Enviada em 24/10/2021

O filme “Gigantes de Aço” de 2011, se passa em um futuro distópico, que homens deixaram de lutar em ringues e robôs os substituiram. Nesse futuro, conhecemos a história de Charlie e Max, um pai ex lutador de box desesperançoso e seu filho que deseja entrar no mundo das lutas de robôs, entretanto, ao entrarem num lixão de sucata, encontram Atom, um robô que foi largado no lixão e que agora iria se tornar o robô de Max. De forma análoga ao filme, podemos ver coisas em comum com a sociedade atual, no qual, centenas de atletas são levados a derrocada e ao extremo, simplesmente por irem atrás de seus sonhos, passando pro situções de estresse e abuso, para depois serem largados e abandonados. Desse modo, pode-se afirmar que o abuso da saúde mental no âmbito esportivo é real, e se continuar, pode levar mais atletas a um fim trágico.

Percebe-se que, no mundo todo podemos ver situações semelhantes às do filme, com atletas de todos os esportes trocados por outros mais jovens e mais talentosos, por conta desse medo, eles acabam sofrendo a pressão de sempre terem de estar melhores e mais habilidosos. Muitas vezes, situações assim podem agravar em quadros como ansiedade e depressão, afetando no desempenho dos esportistas, que além de cansados fisicamente, estão cansados mentalmente, assim como é dito pelos especialistas da CNN em uma reportagem que fizeram sobre o assunto, onde inclusive na mesma reportagem, a psicóloga Mariele Kehdi afirma que, se deve priorizar a saúde mental dos atletas, para que assim, o seu desempenho continue bom.

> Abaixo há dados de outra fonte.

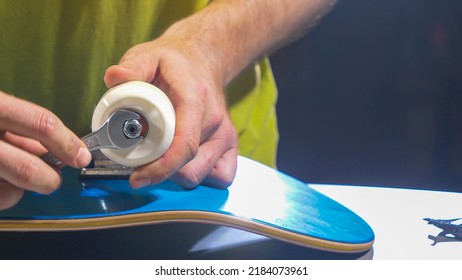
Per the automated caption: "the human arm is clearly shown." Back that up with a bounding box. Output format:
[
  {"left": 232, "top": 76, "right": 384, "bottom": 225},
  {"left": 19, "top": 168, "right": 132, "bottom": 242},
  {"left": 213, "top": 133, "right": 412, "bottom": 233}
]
[
  {"left": 0, "top": 91, "right": 91, "bottom": 210},
  {"left": 105, "top": 0, "right": 334, "bottom": 187}
]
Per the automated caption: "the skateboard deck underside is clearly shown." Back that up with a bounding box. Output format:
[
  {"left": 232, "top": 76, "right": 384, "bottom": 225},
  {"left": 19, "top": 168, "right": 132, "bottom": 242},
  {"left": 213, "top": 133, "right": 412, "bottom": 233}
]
[{"left": 0, "top": 157, "right": 374, "bottom": 253}]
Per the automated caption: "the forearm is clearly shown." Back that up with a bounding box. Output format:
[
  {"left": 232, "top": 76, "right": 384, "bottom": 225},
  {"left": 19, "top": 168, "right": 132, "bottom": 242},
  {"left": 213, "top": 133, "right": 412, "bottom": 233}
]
[{"left": 165, "top": 0, "right": 336, "bottom": 84}]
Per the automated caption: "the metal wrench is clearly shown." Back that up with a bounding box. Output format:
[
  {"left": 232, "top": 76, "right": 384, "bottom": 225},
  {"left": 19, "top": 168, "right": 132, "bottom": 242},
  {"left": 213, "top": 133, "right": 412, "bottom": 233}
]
[{"left": 41, "top": 109, "right": 148, "bottom": 166}]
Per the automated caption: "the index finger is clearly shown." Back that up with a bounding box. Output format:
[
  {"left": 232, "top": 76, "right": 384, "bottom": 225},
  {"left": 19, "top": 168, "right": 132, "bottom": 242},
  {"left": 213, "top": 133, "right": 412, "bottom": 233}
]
[{"left": 0, "top": 92, "right": 91, "bottom": 168}]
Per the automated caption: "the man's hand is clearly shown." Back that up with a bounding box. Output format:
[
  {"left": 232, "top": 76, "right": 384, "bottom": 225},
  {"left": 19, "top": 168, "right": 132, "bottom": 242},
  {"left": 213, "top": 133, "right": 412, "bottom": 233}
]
[
  {"left": 105, "top": 38, "right": 237, "bottom": 188},
  {"left": 105, "top": 0, "right": 335, "bottom": 190},
  {"left": 0, "top": 91, "right": 91, "bottom": 210}
]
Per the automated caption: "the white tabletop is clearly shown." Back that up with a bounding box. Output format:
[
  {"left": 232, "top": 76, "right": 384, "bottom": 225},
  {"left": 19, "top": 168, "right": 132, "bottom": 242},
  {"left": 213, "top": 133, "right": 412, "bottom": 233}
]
[{"left": 310, "top": 185, "right": 462, "bottom": 260}]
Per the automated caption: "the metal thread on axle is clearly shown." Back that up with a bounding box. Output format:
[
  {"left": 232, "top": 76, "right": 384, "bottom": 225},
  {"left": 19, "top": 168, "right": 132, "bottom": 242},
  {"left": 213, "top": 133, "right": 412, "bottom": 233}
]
[{"left": 123, "top": 119, "right": 143, "bottom": 139}]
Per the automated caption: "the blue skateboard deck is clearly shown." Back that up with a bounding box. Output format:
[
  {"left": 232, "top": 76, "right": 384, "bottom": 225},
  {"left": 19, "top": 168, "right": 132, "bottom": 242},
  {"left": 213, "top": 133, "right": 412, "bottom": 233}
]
[{"left": 0, "top": 157, "right": 374, "bottom": 253}]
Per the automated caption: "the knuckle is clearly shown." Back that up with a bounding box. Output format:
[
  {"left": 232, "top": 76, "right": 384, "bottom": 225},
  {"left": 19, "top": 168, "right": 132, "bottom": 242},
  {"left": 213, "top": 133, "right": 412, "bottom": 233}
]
[
  {"left": 185, "top": 137, "right": 199, "bottom": 161},
  {"left": 177, "top": 169, "right": 203, "bottom": 189},
  {"left": 0, "top": 183, "right": 24, "bottom": 210},
  {"left": 34, "top": 108, "right": 58, "bottom": 138},
  {"left": 16, "top": 158, "right": 39, "bottom": 185}
]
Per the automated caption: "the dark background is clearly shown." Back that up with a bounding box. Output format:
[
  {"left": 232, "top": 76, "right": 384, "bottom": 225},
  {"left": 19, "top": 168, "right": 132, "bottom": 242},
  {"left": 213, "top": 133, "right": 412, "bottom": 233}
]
[{"left": 271, "top": 0, "right": 462, "bottom": 191}]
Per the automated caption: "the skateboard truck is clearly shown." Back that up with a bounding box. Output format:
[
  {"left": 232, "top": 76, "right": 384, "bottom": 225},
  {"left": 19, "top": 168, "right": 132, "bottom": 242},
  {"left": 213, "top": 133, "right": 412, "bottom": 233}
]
[{"left": 42, "top": 109, "right": 148, "bottom": 178}]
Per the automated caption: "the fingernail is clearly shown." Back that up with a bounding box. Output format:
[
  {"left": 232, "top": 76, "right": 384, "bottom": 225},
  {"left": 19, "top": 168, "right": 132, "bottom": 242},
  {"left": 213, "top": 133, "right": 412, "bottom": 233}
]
[
  {"left": 77, "top": 147, "right": 91, "bottom": 167},
  {"left": 131, "top": 178, "right": 151, "bottom": 189}
]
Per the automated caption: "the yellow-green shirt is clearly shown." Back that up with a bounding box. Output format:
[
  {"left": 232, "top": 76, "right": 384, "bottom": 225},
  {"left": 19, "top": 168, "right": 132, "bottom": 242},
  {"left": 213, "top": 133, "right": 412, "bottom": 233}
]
[{"left": 0, "top": 0, "right": 278, "bottom": 166}]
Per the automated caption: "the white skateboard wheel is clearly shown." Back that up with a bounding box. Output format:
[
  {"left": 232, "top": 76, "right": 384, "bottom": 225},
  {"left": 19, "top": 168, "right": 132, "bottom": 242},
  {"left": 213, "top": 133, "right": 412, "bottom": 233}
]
[{"left": 91, "top": 81, "right": 175, "bottom": 166}]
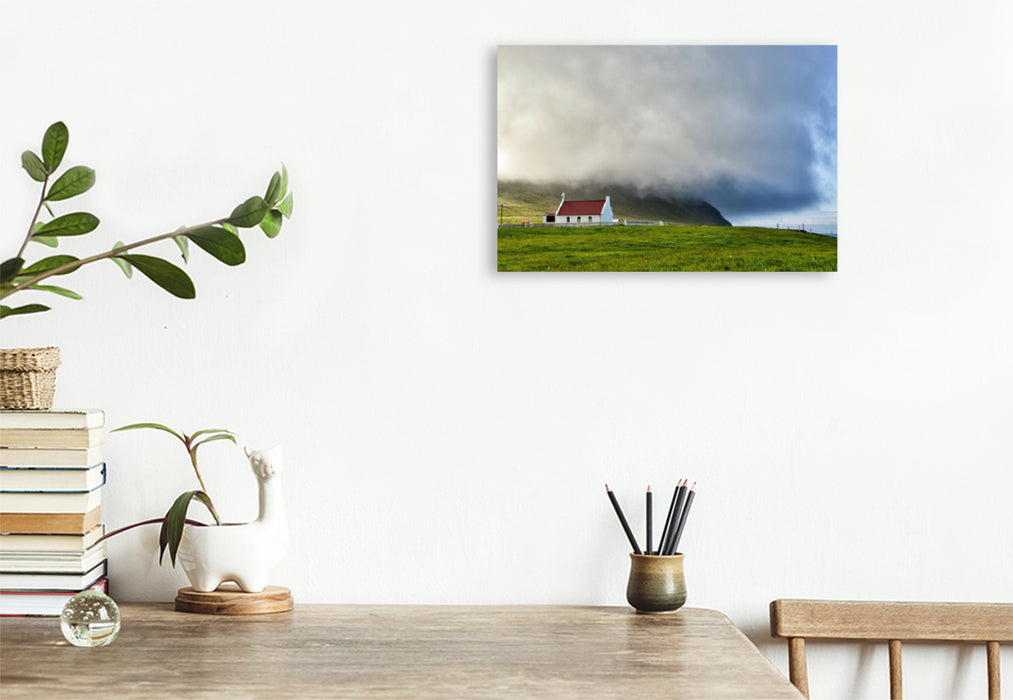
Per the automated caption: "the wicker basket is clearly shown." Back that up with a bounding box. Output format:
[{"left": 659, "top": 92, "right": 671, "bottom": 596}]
[{"left": 0, "top": 347, "right": 60, "bottom": 409}]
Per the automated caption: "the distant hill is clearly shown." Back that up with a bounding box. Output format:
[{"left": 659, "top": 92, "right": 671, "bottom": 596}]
[{"left": 496, "top": 180, "right": 731, "bottom": 226}]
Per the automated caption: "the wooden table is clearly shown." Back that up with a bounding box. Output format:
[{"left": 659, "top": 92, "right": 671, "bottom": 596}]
[{"left": 0, "top": 604, "right": 801, "bottom": 700}]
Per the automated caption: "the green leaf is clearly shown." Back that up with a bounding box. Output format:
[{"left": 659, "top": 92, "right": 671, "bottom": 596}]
[
  {"left": 0, "top": 257, "right": 24, "bottom": 285},
  {"left": 116, "top": 254, "right": 197, "bottom": 299},
  {"left": 46, "top": 165, "right": 95, "bottom": 202},
  {"left": 190, "top": 427, "right": 235, "bottom": 440},
  {"left": 28, "top": 285, "right": 84, "bottom": 299},
  {"left": 21, "top": 151, "right": 47, "bottom": 182},
  {"left": 228, "top": 196, "right": 267, "bottom": 229},
  {"left": 278, "top": 192, "right": 292, "bottom": 219},
  {"left": 190, "top": 434, "right": 239, "bottom": 452},
  {"left": 109, "top": 241, "right": 134, "bottom": 280},
  {"left": 263, "top": 172, "right": 285, "bottom": 207},
  {"left": 32, "top": 212, "right": 98, "bottom": 237},
  {"left": 172, "top": 236, "right": 189, "bottom": 262},
  {"left": 0, "top": 304, "right": 50, "bottom": 318},
  {"left": 158, "top": 490, "right": 219, "bottom": 566},
  {"left": 43, "top": 122, "right": 70, "bottom": 173},
  {"left": 18, "top": 255, "right": 78, "bottom": 278},
  {"left": 109, "top": 422, "right": 186, "bottom": 445},
  {"left": 186, "top": 226, "right": 246, "bottom": 265},
  {"left": 260, "top": 209, "right": 283, "bottom": 238},
  {"left": 31, "top": 235, "right": 60, "bottom": 248}
]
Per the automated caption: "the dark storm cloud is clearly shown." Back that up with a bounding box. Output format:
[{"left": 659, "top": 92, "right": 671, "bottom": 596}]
[{"left": 497, "top": 47, "right": 837, "bottom": 214}]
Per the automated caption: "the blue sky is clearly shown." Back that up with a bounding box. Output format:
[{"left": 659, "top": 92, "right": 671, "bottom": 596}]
[{"left": 497, "top": 46, "right": 837, "bottom": 226}]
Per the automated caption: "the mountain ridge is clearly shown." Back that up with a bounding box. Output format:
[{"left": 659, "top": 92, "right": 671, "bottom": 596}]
[{"left": 496, "top": 180, "right": 731, "bottom": 226}]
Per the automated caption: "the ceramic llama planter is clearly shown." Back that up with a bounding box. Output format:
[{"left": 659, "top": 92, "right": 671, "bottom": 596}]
[{"left": 177, "top": 445, "right": 289, "bottom": 593}]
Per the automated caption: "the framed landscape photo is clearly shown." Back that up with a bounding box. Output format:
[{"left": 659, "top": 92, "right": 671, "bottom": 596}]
[{"left": 496, "top": 45, "right": 838, "bottom": 271}]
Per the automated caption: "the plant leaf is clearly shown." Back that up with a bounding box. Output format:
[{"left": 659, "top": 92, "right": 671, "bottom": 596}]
[
  {"left": 43, "top": 122, "right": 70, "bottom": 173},
  {"left": 17, "top": 255, "right": 78, "bottom": 278},
  {"left": 228, "top": 195, "right": 267, "bottom": 229},
  {"left": 158, "top": 490, "right": 219, "bottom": 566},
  {"left": 0, "top": 257, "right": 24, "bottom": 285},
  {"left": 260, "top": 209, "right": 283, "bottom": 238},
  {"left": 115, "top": 253, "right": 197, "bottom": 299},
  {"left": 278, "top": 192, "right": 292, "bottom": 219},
  {"left": 190, "top": 427, "right": 235, "bottom": 440},
  {"left": 21, "top": 151, "right": 47, "bottom": 182},
  {"left": 28, "top": 285, "right": 84, "bottom": 299},
  {"left": 109, "top": 422, "right": 186, "bottom": 445},
  {"left": 46, "top": 165, "right": 95, "bottom": 202},
  {"left": 109, "top": 241, "right": 134, "bottom": 280},
  {"left": 32, "top": 212, "right": 98, "bottom": 237},
  {"left": 186, "top": 226, "right": 246, "bottom": 265},
  {"left": 0, "top": 304, "right": 50, "bottom": 318},
  {"left": 172, "top": 236, "right": 189, "bottom": 262},
  {"left": 263, "top": 172, "right": 285, "bottom": 207},
  {"left": 31, "top": 236, "right": 60, "bottom": 248},
  {"left": 190, "top": 435, "right": 239, "bottom": 452}
]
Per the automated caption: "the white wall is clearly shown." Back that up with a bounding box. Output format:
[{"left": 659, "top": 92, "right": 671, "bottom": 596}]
[{"left": 0, "top": 0, "right": 1013, "bottom": 697}]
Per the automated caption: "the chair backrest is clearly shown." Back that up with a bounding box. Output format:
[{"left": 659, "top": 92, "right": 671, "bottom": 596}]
[{"left": 770, "top": 599, "right": 1013, "bottom": 700}]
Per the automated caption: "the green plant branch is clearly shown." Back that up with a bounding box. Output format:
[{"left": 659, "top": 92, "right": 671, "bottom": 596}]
[
  {"left": 186, "top": 443, "right": 210, "bottom": 496},
  {"left": 0, "top": 214, "right": 232, "bottom": 299},
  {"left": 95, "top": 516, "right": 208, "bottom": 544},
  {"left": 17, "top": 173, "right": 50, "bottom": 259}
]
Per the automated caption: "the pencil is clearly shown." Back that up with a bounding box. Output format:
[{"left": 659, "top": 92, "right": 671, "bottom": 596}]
[
  {"left": 660, "top": 479, "right": 690, "bottom": 556},
  {"left": 605, "top": 484, "right": 643, "bottom": 554},
  {"left": 647, "top": 485, "right": 654, "bottom": 554},
  {"left": 657, "top": 479, "right": 683, "bottom": 554},
  {"left": 672, "top": 481, "right": 696, "bottom": 554}
]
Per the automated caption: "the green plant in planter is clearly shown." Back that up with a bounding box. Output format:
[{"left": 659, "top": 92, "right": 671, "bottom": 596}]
[
  {"left": 0, "top": 122, "right": 293, "bottom": 318},
  {"left": 99, "top": 422, "right": 238, "bottom": 566}
]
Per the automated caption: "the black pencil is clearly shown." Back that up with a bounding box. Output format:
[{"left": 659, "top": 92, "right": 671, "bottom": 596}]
[
  {"left": 647, "top": 485, "right": 654, "bottom": 554},
  {"left": 665, "top": 479, "right": 690, "bottom": 555},
  {"left": 672, "top": 481, "right": 696, "bottom": 554},
  {"left": 605, "top": 484, "right": 643, "bottom": 554},
  {"left": 657, "top": 479, "right": 683, "bottom": 554},
  {"left": 658, "top": 479, "right": 690, "bottom": 556}
]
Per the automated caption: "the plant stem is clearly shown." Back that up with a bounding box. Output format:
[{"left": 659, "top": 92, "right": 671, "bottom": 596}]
[
  {"left": 15, "top": 173, "right": 50, "bottom": 257},
  {"left": 0, "top": 213, "right": 231, "bottom": 299},
  {"left": 95, "top": 516, "right": 210, "bottom": 544}
]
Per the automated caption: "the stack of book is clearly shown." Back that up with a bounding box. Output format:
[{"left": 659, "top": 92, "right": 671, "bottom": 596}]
[{"left": 0, "top": 409, "right": 108, "bottom": 616}]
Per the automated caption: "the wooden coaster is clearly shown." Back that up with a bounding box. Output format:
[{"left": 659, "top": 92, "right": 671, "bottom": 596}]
[{"left": 176, "top": 584, "right": 295, "bottom": 615}]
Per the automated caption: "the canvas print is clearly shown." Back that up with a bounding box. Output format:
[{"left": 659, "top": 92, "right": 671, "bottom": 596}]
[{"left": 496, "top": 46, "right": 838, "bottom": 271}]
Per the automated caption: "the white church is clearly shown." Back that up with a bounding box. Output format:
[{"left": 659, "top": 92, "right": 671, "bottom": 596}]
[{"left": 542, "top": 192, "right": 612, "bottom": 226}]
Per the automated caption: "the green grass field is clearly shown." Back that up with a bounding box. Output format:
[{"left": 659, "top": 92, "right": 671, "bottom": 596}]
[{"left": 497, "top": 226, "right": 837, "bottom": 271}]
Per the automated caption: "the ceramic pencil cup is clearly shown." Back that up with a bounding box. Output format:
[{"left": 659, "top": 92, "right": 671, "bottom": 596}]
[{"left": 626, "top": 554, "right": 686, "bottom": 613}]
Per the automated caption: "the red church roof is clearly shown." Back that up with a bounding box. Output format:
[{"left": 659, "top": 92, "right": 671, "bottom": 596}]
[{"left": 556, "top": 200, "right": 605, "bottom": 216}]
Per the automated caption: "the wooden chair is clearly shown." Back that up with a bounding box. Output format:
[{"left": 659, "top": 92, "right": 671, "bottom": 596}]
[{"left": 770, "top": 599, "right": 1013, "bottom": 700}]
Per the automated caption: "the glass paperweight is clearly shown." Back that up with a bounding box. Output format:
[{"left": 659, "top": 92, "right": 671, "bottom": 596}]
[{"left": 60, "top": 591, "right": 120, "bottom": 646}]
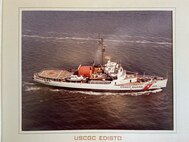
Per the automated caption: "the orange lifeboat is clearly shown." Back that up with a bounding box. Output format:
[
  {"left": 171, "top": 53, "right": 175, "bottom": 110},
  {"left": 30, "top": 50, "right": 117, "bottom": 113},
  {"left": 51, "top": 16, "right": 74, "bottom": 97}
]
[{"left": 78, "top": 66, "right": 93, "bottom": 77}]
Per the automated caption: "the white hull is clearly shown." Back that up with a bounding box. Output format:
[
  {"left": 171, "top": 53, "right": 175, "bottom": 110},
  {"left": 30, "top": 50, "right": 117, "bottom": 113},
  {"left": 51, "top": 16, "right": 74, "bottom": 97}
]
[{"left": 34, "top": 78, "right": 167, "bottom": 91}]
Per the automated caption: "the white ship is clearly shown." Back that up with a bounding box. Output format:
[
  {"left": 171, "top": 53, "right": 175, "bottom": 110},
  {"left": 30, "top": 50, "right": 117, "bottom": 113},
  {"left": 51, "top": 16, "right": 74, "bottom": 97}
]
[{"left": 33, "top": 34, "right": 168, "bottom": 92}]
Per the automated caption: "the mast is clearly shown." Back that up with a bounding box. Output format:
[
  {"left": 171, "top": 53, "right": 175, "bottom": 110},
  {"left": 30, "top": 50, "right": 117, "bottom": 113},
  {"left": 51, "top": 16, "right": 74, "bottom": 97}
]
[{"left": 98, "top": 33, "right": 105, "bottom": 65}]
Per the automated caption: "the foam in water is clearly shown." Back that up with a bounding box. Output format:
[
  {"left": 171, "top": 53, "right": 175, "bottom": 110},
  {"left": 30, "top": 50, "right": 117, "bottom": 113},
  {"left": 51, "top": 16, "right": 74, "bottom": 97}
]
[{"left": 25, "top": 86, "right": 41, "bottom": 91}]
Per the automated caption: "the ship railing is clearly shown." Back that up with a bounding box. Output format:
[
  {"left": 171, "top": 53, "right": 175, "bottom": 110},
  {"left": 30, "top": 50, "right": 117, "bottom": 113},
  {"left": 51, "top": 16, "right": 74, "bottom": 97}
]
[{"left": 34, "top": 73, "right": 65, "bottom": 82}]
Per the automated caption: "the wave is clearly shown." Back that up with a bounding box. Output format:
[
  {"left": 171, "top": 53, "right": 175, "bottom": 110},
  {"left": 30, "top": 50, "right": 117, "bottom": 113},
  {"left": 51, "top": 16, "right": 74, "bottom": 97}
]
[
  {"left": 25, "top": 86, "right": 41, "bottom": 91},
  {"left": 23, "top": 35, "right": 172, "bottom": 45},
  {"left": 62, "top": 89, "right": 162, "bottom": 96}
]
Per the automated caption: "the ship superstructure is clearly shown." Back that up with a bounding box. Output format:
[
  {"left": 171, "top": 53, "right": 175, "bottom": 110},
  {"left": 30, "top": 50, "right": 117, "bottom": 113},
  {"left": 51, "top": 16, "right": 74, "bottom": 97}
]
[{"left": 33, "top": 36, "right": 168, "bottom": 91}]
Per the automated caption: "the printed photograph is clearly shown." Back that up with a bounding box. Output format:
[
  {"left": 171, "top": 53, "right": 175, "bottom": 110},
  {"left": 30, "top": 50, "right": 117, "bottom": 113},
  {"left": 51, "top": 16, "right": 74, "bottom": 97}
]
[{"left": 20, "top": 10, "right": 175, "bottom": 132}]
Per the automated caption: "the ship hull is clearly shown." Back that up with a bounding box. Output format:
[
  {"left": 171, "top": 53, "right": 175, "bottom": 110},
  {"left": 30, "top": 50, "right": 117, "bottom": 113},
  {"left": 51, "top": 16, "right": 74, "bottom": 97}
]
[{"left": 34, "top": 78, "right": 167, "bottom": 92}]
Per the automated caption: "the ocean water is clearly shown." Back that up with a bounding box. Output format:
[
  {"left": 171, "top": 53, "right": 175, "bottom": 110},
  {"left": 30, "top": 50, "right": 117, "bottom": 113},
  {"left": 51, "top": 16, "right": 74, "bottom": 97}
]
[{"left": 21, "top": 11, "right": 175, "bottom": 131}]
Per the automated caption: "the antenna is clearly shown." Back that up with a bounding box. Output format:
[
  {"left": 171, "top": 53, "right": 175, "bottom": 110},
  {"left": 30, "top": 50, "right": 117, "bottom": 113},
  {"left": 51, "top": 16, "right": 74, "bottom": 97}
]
[{"left": 98, "top": 33, "right": 105, "bottom": 65}]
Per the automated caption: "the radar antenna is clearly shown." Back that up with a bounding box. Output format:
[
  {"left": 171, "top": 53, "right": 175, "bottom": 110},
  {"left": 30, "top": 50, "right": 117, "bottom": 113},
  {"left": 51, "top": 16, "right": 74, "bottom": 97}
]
[{"left": 98, "top": 33, "right": 105, "bottom": 65}]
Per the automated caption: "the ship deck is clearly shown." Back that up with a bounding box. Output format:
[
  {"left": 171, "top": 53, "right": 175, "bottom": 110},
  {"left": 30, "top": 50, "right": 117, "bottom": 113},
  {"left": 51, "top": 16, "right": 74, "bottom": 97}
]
[{"left": 38, "top": 70, "right": 72, "bottom": 79}]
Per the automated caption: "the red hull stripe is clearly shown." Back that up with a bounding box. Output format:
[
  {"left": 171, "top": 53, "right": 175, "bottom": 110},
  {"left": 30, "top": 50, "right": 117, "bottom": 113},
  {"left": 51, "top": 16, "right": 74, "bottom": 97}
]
[{"left": 143, "top": 83, "right": 153, "bottom": 90}]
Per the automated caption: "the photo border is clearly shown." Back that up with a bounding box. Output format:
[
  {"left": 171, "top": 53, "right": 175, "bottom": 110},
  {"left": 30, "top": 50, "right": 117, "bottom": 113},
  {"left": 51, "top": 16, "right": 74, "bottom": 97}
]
[{"left": 18, "top": 7, "right": 177, "bottom": 134}]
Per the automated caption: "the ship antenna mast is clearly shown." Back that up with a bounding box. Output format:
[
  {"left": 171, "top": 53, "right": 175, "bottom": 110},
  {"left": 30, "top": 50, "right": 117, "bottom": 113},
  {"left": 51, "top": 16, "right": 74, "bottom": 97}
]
[{"left": 98, "top": 33, "right": 105, "bottom": 65}]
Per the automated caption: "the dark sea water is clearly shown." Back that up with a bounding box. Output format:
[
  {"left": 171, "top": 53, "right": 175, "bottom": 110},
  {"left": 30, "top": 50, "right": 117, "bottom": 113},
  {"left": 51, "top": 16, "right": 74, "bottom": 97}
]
[{"left": 22, "top": 11, "right": 174, "bottom": 131}]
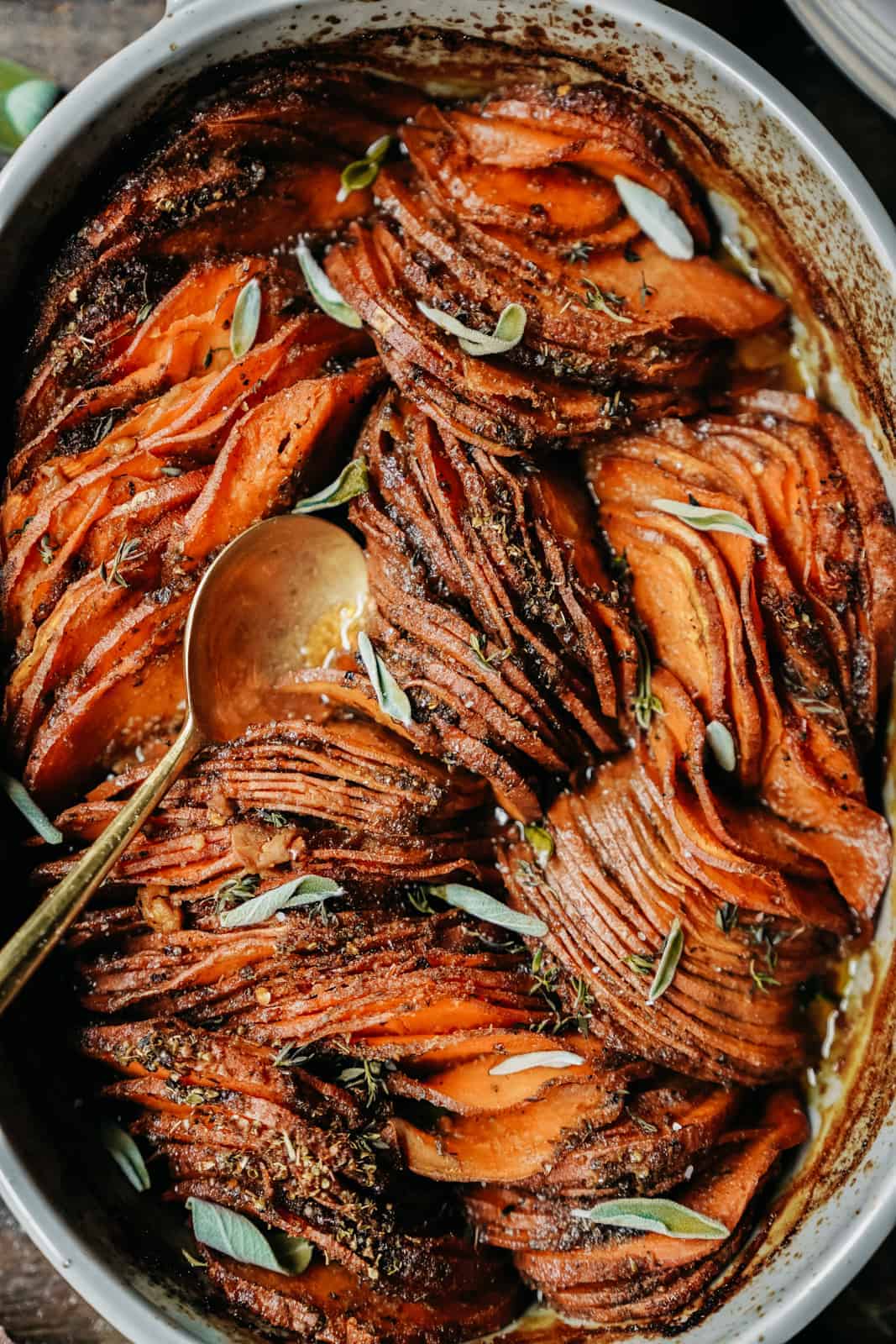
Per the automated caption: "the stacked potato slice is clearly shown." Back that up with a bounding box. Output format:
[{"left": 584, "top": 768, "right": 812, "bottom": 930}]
[{"left": 7, "top": 56, "right": 896, "bottom": 1344}]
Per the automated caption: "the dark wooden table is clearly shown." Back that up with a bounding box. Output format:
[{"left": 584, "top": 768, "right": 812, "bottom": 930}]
[{"left": 0, "top": 0, "right": 896, "bottom": 1344}]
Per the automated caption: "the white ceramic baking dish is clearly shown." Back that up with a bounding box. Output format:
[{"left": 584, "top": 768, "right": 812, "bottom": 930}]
[{"left": 0, "top": 0, "right": 896, "bottom": 1344}]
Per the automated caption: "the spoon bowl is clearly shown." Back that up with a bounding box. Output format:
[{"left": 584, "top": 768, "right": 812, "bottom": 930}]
[
  {"left": 0, "top": 513, "right": 367, "bottom": 1012},
  {"left": 184, "top": 513, "right": 367, "bottom": 742}
]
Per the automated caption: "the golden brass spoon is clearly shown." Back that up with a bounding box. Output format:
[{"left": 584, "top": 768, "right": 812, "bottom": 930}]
[{"left": 0, "top": 513, "right": 367, "bottom": 1012}]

Ao analisar o meio esportivo, pode-se perceber que, isso não se restringe a apenas alguns esportes, mas sim,  em diversas modalidades. Ocorre que, os atletas precisam se esforçar até a ultima gota de suor, como um exemplo, as bailarinas que, para manterem o corpo magro, tomam remédios (muitas vezes entrando em bulimia), jogadores que se lesionam de tanto correr e treinar, levantadores de peso que prejudicam seus corações por conta do peso excessivo e também jogadores de e-sportes, que devido a quantidade de horas na frente de monitores, acabam cansando suas vistas, e por conta do uso do mouse e teclado desenvolvem tendinite. Convém lembrar do caso ocorrido no ano de 2020, em que, a ginasta Simone Biles preferiu priorizar sua saúde mental, deixando de disputar as Olímpiadas.

Levando-se em consideração os aspectos ditos anteriormente, o correto seria a  Secretaria Especial do Esporte do Ministério da Cidadania (SEEMC) começar a fiscalizar os times e equipes de cada esporte, para poderem ver como os atletas estão, dando prioridade a saúde e cuidado da vida do esportista, fazendo que, o mesmo cresça pessoalmente, profissionamente e tenha bons resultados, a fim de que o mesmo tenha uma boa carreira e aposentadoria no futuro.